Spirituelles Werkzeugset in24 Teilen bzw. 12 Doppelteilen; liegt leicht in der Hand und passt gut in meinen Rucksack.
Ja, die drei Ansprachen an die Kurier gehören zusammen:
– Der relativ sanfte Einstieg 2013 (Professionalität, Dienst und der heilige Josef).
– Die schmerzhafte Gewissenserforschung 2014 (15 spirituelle Krankheiten).
– Der Aufbaukurs 2015 (24teiliges spirituelles Werkzeugset zum Mitnehmen).
Nun, weit weg von jeglichem kurialem und kirchlichem Dienst geht es mir um Transfer.
Deswegen habe ich mich 2014 gefragt, welche der 15 spirituellen Krankheiten ich selbst ausprobiert habe und wozu dies geführt hat. Zugegeben: keine löbliche Bilanz.

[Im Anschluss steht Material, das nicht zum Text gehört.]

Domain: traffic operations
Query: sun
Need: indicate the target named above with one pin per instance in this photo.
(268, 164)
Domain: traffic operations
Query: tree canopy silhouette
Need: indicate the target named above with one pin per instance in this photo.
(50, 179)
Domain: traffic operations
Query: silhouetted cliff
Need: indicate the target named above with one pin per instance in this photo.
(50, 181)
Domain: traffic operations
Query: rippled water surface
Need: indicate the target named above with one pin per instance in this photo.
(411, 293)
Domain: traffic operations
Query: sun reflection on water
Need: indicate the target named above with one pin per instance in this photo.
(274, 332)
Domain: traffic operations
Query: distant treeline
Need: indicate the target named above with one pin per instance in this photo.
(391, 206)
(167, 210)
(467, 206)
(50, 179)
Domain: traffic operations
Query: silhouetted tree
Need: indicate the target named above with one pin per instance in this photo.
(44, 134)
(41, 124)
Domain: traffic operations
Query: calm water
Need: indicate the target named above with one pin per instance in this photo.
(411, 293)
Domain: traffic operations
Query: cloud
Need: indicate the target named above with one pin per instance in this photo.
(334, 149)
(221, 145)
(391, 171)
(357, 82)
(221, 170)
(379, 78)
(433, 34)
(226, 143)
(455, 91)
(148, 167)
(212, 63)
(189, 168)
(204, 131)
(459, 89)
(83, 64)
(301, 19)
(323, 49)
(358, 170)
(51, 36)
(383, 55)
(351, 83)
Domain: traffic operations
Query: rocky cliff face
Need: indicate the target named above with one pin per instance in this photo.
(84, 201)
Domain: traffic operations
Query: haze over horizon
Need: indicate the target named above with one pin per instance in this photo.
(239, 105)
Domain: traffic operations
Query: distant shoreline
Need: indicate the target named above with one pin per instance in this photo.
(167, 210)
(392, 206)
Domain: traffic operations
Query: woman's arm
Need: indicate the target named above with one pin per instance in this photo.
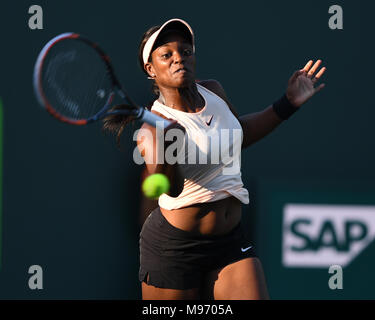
(257, 125)
(147, 143)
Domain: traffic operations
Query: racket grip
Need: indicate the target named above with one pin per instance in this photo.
(152, 118)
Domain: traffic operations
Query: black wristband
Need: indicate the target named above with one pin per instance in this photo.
(283, 108)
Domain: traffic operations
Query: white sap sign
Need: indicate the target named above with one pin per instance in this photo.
(318, 236)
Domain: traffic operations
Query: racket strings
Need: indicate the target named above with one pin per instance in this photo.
(75, 80)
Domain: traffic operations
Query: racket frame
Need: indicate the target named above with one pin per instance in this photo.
(137, 112)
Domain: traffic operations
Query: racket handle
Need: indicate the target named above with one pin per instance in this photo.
(152, 118)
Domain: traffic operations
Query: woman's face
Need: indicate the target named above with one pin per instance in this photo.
(173, 62)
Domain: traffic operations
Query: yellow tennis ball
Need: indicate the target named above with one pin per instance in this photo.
(155, 185)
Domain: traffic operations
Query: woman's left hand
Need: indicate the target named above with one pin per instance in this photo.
(301, 84)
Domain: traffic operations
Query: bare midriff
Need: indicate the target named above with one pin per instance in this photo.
(212, 218)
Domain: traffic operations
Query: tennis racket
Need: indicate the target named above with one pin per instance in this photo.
(75, 82)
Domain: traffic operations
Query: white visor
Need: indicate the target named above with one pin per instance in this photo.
(150, 42)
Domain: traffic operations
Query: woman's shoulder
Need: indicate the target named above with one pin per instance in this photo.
(214, 86)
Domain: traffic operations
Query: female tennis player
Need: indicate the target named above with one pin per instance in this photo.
(192, 246)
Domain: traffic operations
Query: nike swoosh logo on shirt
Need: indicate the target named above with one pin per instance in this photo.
(245, 249)
(209, 122)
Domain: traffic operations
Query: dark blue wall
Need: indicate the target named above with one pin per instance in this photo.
(71, 199)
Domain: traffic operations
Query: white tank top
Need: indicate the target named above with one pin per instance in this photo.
(215, 134)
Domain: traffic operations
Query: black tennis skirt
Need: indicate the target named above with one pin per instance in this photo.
(177, 259)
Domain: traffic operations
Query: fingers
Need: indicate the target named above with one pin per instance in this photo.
(314, 68)
(296, 75)
(319, 74)
(310, 68)
(308, 65)
(320, 87)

Und in schwierigen oder gar aussichtslos scheinenden Momenten denke ich gerne an den “Midnight special”.
https://en.wikipedia.org/wiki/Midnight_Special_%28song%29
“Let the Midnight Special shine her light on me,
Let the Midnight Special shine her ever-loving light on me.”

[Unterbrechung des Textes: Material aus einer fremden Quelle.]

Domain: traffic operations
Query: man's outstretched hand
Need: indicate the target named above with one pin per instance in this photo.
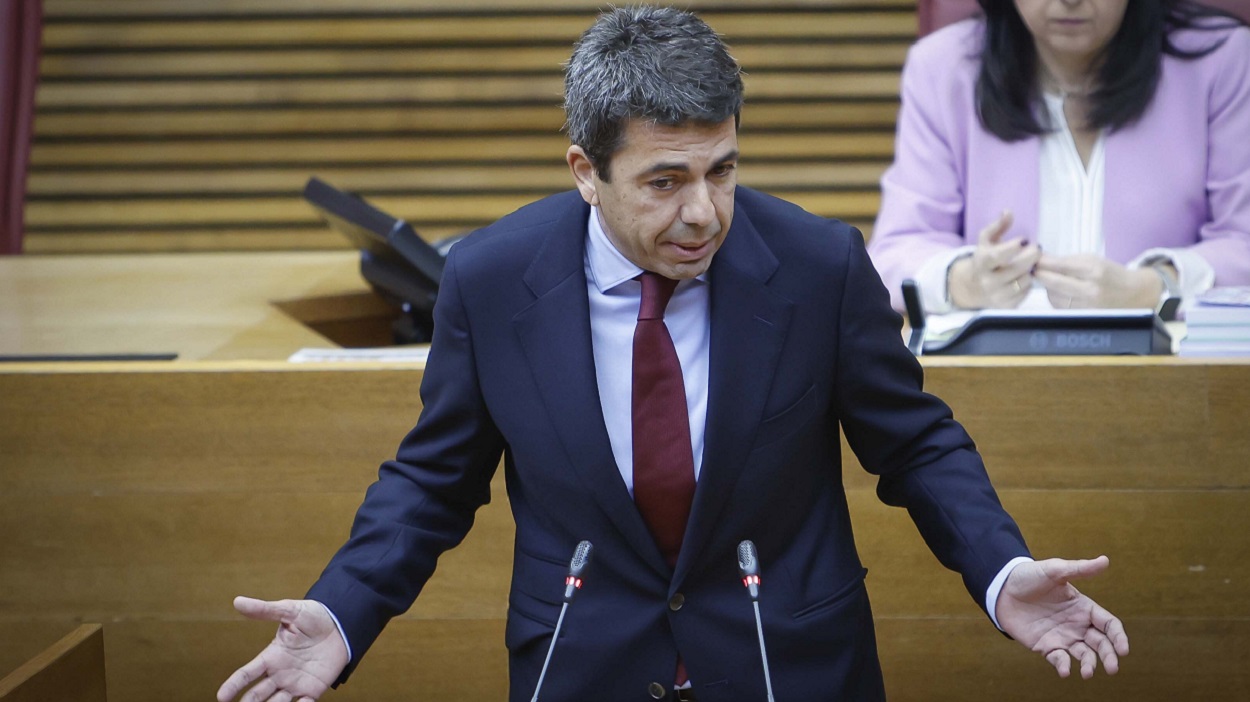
(301, 662)
(1040, 608)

Hier in einer Version von Odetta. Von Zeit zu Zeit kommt er vorbei, ganz überraschend.
Odetta – Midnight Special – YouTube
https://www.youtube.com/watch?v=ezR896BYu0E
Doch Odetta hat auch gerne etwas anderes gesungen, das besser zur diesjährigen Ansprache passt.
Odetta “This Little Light of Mine” – YouTube
https://www.youtube.com/watch?v=a6vmlg37dto
Und bei Jesaja lese ich diese beiden Verse, die in meinemn Ohren so wunderbar ironisch und erfrischend klingen:
“Denkt nicht mehr an das, was früher war; auf das, was vergangen ist, sollt ihr nicht achten.
Seht her, nun mache ich etwas Neues. Schon kommt es zum Vorschein, merkt ihr es nicht? …”
(vgl. Jes 43,18-19)
So geht es mir am Jahresende. 🙂
Herzlichst, Euer Lese-Esel
Ich hoffe die Kure ragiert nicht resistent auf die Ansprache von Papst Franziskus um in medizinischen Sprache zu bleiben 😉
Ich möchte Ihnen Pater Hagenkord für ihre Arbeit, diesen Blog herzlich danken. Ich wünsche Ihnen und allen die diesen Blog so lebendig machen ein gesegnetes Weihnachtsfest.